During pregnancy, the most common placental problems include placental abruption, placenta previa and placenta accreta. Each of these conditions can cause potentially heavy vaginal bleeding. After delivery, retained placenta is sometimes a concern.
- Placental abruption (abruptio placentae). If the placenta peels away from the inner wall of the uterus before delivery — either partially or completely — it's known as placental abruption. Placental abruption can cause varying degrees of vaginal bleeding and deprive the baby of oxygen and nutrients. In some cases, early delivery is needed.
- Placenta previa. This condition occurs when the placenta partially or totally covers the cervix — the outlet for the uterus. Placenta previa can cause severe vaginal bleeding before or during delivery. A C-section delivery might be required.
- Placenta accreta. This condition occurs when the blood vessels of the placenta grow too deeply into the uterine wall. Placenta accreta can cause vaginal bleeding during the third trimester of pregnancy and severe blood loss after delivery. Treatment might require a C-section delivery followed by surgical removal of the uterus (abdominal hysterectomy).
- Retained placenta. If the placenta isn't delivered within 30 to 60 minutes after childbirth, it's known as retained placenta. Retained placenta might occur because the placenta becomes trapped behind a partially closed cervix or because the placenta is still attached to the uterine wall — either loosely (adherent placenta) or deeply (placenta accreta). Left untreated, a retained placenta can cause severe infection or life-threatening blood loss in the mother.
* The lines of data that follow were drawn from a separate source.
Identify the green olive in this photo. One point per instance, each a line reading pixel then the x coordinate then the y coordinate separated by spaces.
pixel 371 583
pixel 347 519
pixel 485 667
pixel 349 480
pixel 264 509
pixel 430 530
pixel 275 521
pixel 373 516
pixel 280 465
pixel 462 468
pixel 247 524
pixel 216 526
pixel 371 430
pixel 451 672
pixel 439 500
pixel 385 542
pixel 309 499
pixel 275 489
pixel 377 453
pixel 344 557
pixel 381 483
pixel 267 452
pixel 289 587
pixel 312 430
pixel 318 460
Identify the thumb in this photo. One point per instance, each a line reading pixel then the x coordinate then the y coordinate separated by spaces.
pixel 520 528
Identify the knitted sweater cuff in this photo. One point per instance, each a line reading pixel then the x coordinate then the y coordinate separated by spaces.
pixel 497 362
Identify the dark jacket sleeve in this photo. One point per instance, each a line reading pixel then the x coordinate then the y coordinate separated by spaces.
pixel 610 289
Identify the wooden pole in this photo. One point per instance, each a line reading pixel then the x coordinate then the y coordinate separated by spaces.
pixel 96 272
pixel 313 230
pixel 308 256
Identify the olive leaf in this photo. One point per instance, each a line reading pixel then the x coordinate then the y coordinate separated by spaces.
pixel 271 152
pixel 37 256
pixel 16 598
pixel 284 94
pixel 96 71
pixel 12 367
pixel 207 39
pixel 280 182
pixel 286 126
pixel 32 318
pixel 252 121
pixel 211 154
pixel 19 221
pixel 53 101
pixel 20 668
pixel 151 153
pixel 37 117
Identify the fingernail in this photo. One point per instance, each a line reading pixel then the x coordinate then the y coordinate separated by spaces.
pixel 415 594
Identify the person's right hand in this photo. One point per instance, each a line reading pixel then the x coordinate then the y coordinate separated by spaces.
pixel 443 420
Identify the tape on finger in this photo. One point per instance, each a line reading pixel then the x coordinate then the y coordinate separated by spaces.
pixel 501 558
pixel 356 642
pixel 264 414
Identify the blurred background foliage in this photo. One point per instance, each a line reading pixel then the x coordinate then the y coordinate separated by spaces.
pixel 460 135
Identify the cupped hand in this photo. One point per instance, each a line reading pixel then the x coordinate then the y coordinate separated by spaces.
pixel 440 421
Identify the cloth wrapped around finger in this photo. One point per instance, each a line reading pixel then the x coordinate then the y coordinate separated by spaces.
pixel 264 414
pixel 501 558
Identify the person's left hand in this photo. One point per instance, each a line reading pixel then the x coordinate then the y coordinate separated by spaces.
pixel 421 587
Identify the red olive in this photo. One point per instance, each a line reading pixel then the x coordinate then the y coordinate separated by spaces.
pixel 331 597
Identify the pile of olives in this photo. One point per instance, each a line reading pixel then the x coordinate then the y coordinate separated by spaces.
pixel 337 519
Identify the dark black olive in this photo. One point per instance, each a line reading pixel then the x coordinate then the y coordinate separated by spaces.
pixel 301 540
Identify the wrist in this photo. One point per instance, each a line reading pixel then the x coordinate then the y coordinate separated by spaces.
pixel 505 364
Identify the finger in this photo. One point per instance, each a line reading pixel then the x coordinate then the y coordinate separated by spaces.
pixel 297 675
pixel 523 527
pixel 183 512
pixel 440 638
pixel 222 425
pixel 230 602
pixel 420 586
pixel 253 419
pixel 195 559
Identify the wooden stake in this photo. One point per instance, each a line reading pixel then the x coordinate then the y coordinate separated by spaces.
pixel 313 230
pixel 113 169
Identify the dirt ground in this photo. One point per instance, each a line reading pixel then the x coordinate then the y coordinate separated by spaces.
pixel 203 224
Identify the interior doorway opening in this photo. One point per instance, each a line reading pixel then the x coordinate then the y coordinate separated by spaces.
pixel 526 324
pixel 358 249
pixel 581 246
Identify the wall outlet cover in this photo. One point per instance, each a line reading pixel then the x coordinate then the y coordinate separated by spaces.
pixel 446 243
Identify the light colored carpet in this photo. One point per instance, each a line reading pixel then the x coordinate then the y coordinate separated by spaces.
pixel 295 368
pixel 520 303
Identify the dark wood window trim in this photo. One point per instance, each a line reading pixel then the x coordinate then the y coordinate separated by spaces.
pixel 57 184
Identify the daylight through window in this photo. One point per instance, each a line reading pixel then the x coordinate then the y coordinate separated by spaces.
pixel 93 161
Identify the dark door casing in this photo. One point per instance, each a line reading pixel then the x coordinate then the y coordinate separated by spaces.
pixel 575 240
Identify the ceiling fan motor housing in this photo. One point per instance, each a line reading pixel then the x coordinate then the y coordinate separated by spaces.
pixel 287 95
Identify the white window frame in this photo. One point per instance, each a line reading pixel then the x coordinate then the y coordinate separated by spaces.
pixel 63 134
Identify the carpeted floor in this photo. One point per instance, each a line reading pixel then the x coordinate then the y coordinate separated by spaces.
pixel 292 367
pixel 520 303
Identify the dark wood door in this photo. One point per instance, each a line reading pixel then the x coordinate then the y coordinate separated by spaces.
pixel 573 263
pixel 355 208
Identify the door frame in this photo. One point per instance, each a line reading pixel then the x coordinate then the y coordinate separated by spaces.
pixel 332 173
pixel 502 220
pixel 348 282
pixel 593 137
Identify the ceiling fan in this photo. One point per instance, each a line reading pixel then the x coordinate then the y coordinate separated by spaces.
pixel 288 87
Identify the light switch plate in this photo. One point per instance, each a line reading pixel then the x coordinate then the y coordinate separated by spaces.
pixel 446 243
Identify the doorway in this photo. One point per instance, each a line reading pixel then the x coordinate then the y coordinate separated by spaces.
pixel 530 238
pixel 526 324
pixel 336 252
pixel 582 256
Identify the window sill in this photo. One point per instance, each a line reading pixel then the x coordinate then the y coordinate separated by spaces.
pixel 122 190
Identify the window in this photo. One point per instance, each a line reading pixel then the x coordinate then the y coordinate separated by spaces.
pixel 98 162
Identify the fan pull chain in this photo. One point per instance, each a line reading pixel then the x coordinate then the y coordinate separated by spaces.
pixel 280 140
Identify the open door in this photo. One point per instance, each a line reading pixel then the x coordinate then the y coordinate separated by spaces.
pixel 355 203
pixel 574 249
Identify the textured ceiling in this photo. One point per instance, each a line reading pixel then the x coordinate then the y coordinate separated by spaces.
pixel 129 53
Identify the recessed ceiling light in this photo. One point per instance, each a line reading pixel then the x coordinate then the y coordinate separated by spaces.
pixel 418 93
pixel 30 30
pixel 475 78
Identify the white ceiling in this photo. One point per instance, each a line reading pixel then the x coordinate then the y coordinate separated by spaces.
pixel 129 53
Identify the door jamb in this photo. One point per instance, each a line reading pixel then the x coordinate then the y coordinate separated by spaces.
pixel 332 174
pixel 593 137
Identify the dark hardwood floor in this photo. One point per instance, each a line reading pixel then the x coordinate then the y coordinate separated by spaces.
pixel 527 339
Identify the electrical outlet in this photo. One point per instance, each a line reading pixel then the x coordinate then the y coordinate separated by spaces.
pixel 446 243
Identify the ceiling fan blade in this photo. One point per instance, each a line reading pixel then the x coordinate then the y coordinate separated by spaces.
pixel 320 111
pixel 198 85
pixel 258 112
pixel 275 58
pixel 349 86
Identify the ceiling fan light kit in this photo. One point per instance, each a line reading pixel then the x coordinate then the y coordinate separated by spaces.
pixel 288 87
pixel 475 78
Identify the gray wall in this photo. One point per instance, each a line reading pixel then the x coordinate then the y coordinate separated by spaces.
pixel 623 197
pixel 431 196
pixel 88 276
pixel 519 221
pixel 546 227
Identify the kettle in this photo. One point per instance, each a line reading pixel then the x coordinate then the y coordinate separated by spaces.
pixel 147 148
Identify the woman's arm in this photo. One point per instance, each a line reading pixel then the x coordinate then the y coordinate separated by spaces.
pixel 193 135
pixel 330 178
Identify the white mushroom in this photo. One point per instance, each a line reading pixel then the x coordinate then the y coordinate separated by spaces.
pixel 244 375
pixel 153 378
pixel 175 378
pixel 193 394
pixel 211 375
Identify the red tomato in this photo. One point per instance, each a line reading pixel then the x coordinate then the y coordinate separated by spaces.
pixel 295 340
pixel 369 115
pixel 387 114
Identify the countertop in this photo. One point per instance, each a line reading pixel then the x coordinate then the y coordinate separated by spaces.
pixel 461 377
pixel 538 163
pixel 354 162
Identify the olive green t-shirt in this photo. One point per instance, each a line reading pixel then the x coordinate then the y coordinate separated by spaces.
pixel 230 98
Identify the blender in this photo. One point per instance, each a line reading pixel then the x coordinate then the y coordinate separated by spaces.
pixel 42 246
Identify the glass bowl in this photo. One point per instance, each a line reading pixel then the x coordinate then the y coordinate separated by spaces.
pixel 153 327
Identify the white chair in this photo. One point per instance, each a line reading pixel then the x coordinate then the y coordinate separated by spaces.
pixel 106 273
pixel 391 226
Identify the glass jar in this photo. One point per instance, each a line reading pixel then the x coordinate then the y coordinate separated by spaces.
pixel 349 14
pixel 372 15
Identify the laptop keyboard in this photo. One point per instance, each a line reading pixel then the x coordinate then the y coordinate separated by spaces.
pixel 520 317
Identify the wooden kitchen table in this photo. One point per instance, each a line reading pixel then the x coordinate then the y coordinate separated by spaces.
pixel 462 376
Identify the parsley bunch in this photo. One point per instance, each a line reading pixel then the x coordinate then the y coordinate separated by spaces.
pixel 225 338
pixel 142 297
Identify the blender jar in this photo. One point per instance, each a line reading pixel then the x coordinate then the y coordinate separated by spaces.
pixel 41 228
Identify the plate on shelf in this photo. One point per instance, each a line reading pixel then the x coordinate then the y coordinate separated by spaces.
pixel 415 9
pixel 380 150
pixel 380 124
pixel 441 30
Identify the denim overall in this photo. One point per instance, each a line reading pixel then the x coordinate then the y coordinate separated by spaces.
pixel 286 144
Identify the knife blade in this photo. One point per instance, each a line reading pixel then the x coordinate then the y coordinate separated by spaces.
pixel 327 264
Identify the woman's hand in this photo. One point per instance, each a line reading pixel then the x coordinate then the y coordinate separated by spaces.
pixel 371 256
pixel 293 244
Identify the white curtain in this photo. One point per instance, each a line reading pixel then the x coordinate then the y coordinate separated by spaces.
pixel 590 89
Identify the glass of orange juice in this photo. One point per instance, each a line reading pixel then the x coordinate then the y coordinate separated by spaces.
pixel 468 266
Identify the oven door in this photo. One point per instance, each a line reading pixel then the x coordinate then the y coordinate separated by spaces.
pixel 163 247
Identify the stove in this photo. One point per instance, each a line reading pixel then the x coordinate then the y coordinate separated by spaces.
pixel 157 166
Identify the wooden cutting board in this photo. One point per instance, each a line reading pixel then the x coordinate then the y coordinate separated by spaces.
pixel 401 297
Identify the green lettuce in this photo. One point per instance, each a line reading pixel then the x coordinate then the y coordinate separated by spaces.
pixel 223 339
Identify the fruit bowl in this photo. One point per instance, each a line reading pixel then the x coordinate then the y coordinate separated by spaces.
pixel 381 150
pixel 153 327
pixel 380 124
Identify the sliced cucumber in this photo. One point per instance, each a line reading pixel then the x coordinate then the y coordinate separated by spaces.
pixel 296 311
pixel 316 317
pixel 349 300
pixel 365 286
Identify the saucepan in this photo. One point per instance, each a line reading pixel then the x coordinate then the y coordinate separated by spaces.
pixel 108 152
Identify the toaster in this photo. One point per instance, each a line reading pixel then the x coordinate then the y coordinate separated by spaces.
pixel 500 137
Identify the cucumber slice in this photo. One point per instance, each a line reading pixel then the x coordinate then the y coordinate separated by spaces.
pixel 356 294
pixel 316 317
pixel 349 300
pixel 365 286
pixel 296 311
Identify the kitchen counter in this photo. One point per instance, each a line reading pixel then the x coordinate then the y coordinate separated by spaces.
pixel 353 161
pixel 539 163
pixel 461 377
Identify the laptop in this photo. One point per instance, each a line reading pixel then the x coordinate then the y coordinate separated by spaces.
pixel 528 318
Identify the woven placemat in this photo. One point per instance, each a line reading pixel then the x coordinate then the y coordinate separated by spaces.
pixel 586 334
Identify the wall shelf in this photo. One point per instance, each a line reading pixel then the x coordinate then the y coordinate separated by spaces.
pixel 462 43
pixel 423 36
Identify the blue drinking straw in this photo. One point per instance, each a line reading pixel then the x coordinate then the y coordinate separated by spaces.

Consult your health care provider during pregnancy if you notice:
- Vaginal bleeding
- Abdominal pain
- Severe back pain
- Rapid uterine contractions
Most placental problems can't be directly prevented. However, you can take steps to promote a healthy pregnancy. For example:
- Visit your health care provider regularly throughout your pregnancy
- Work with your health care provider to manage any health conditions, such as high blood pressure
- Don't smoke or use illegal drugs
- Don't pursue an elective C-section
If you've had a placental problem during a previous pregnancy and are planning another pregnancy, talk to your health care provider about ways to reduce the risk of experiencing the condition again. Expect your health care provider to carefully monitor your condition throughout the pregnancy.
If you deliver your baby vaginally, you'll also deliver the placenta vaginally — during what's known as the third stage of labor. After you give birth, you'll continue to have mild contractions. Your health care provider might massage your lower abdomen to encourage your uterus to contract and expel the placenta. You might be asked to push one more time to deliver the placenta, which usually comes out with a small gush of blood. The placenta is typically delivered in about five minutes. In some cases, it might take up to 30 minutes. If you have a C-section, your health care provider will remove the placenta from your uterus during the procedure.
Your health care provider will examine the placenta to make sure it's intact. Any remaining fragments must be removed from the uterus to prevent bleeding and infection. If you're interested, ask to see the placenta. In some cultures, families bury the placenta in a special place, such as their backyards. Some women also cook and eat the placenta, a practice known as human placentophagy.
If you have questions about the placenta or placental problems during pregnancy, talk to your health care provider. He or she can help you better understand the placenta's role.